Tuesday, June 02, 2009

Another evidence synthesis and perspective on treatment of DM 2

The conclusions of this Annals piece must sound heretical to the one-size-fits-all EBM Nazis (italics mine):

Some diabetes guidelines set low glycemic control goals for patients with type 2 diabetes mellitus (such as a hemoglobin A1c level as low as 6.5% to 7.0%) to avoid or delay complications. Our review and critique of recent large randomized trials in patients with type 2 diabetes suggest that tight glycemic control burdens patients with complex treatment programs, hypoglycemia, weight gain, and costs and offers uncertain benefits in return. We believe clinicians should prioritize supporting well-being and healthy lifestyles, preventive care, and cardiovascular risk reduction in these patients. Glycemic control efforts should individualize hemoglobin A1c targets so that those targets and the actions necessary to achieve them reflect patients' personal and clinical context and their informed values and preferences.

In its negative view of tight glycemic control in DM 2 this review, in my opinion, does not make enough of a distinction between microvascular and macrovascular outcomes.

One remarkable outcome of all the DM 2 trials abstracted in the review was weight gain. That’s the price you pay for intensive glycemic control with insulin and insulin secretogogues and it’s precisely the outcome you do not want if you’re trying to reduce macrovascular disease. That helps explain why macrovascular disease is an elusive target and why macrovascular complications were increased in the ACCORD study. As I said here, I will offer a theory on diabetes treatment and macrovascular disease in a future post.

2 comments:

Anonymous said...

The microvascular outcomes you are so confident in are not very impressive.

UKPDS and ADVANCE showed clinically insignificant differences in outcomes with tight vs. "typical" control.

"retinopathy" with no visual differences (ukpds), and "nephropathy" (advance) that didn't matter for any patients. These are meaningless surrogate differences that don't matter for patients.

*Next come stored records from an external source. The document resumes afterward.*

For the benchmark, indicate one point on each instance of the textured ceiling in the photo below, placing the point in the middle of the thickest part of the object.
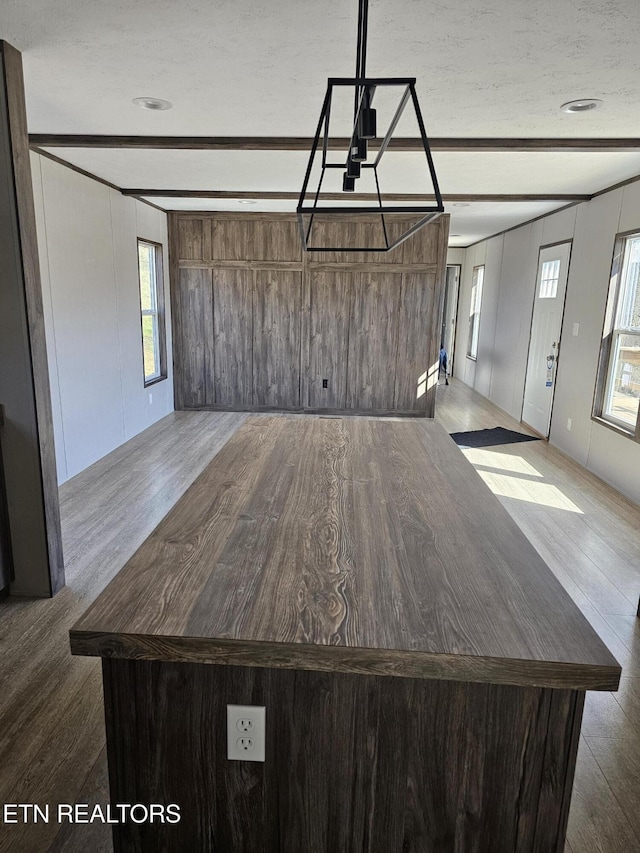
(259, 68)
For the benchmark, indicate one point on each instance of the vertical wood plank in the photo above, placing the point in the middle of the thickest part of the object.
(413, 367)
(278, 241)
(208, 337)
(190, 242)
(194, 289)
(298, 348)
(424, 246)
(276, 349)
(373, 340)
(233, 336)
(305, 332)
(330, 300)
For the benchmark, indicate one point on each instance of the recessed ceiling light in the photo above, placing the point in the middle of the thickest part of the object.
(581, 106)
(152, 104)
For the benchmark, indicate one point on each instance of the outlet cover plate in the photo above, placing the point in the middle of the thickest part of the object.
(245, 723)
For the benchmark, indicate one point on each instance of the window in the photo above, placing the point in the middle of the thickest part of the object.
(618, 390)
(152, 309)
(549, 276)
(474, 311)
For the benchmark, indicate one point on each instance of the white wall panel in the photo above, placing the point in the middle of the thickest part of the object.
(515, 295)
(464, 367)
(87, 237)
(596, 226)
(593, 226)
(488, 314)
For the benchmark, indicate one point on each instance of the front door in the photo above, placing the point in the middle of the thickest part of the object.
(544, 346)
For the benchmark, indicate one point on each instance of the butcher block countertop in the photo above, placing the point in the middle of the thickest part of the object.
(347, 545)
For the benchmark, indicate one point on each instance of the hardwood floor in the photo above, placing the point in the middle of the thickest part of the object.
(51, 717)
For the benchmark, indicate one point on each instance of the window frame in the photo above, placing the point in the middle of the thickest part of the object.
(159, 312)
(474, 315)
(610, 335)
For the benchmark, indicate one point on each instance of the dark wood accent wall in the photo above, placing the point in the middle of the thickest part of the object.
(27, 440)
(259, 324)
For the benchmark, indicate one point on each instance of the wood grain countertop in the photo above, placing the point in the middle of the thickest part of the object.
(353, 545)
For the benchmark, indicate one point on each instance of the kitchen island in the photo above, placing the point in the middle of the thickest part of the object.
(422, 669)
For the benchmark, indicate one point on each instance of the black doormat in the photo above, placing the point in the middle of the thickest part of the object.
(488, 437)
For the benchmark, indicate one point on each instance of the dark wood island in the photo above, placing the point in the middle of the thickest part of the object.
(422, 669)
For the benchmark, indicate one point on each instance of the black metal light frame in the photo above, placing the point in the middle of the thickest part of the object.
(364, 90)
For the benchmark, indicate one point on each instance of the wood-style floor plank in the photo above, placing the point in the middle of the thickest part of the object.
(107, 512)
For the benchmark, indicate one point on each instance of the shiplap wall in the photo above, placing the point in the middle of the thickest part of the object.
(87, 239)
(258, 324)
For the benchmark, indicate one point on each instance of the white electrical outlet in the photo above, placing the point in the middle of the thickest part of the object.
(245, 732)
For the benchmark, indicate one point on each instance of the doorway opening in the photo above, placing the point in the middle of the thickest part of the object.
(449, 316)
(544, 343)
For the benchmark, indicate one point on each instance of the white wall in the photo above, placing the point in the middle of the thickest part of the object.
(87, 238)
(510, 274)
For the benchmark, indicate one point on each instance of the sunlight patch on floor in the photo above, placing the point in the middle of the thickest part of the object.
(544, 494)
(500, 461)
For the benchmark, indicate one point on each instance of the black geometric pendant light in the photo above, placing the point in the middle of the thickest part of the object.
(361, 157)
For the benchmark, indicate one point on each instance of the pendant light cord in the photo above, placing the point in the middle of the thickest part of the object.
(361, 50)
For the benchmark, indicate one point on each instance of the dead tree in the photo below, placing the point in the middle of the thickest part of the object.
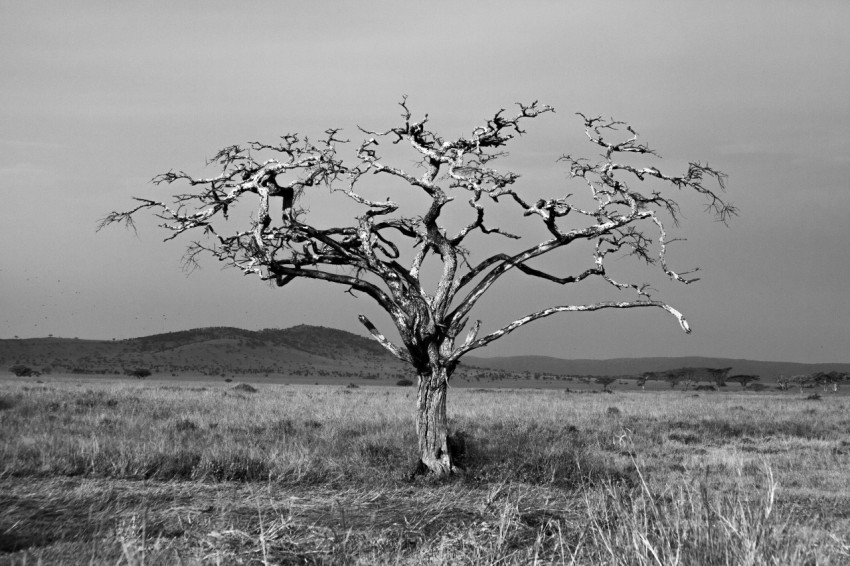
(382, 253)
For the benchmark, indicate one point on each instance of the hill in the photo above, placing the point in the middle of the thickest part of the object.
(314, 352)
(300, 351)
(629, 366)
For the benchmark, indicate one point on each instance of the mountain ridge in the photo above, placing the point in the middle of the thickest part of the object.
(302, 348)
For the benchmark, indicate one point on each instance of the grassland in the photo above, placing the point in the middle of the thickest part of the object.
(112, 471)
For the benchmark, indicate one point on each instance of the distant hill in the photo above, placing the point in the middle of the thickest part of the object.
(297, 351)
(317, 352)
(631, 366)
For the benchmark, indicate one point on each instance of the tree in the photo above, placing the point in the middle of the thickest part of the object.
(382, 253)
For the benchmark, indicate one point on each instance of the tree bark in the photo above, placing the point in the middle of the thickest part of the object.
(431, 424)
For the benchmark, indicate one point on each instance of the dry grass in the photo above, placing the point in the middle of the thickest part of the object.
(150, 473)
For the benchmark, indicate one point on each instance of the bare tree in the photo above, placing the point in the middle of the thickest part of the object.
(368, 256)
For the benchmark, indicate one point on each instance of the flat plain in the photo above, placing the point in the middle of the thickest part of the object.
(121, 471)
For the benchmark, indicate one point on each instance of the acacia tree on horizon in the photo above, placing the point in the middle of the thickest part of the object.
(367, 256)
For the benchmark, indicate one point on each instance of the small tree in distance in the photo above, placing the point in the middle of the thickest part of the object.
(383, 252)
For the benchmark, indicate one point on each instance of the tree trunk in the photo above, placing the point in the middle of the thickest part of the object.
(432, 425)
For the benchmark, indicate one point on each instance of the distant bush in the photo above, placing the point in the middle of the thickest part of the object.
(21, 370)
(139, 373)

Interestingly, the retinopathy benefit, however inconsequential, wasn't seen in ADVANCE, and the nephropathy "benefit" wasn't as clear in UKPDS.

Robert W Donnell said...

In UKPDS the nephropathy outcome was a rise in creatinine if I remember correctly.

I suppose what "matters" is in the perception of the patient but for me a creatinine rise would matter as would a number of other asymptomatic endpoints, but that's just me.

I'm all for honoring patients' preferences. I believe the best approach would be to select the glycemic goal for the individual patient based on that patient's values about what outcomes are, or are not, worth the trouble to achieve particular HgbA1C goals.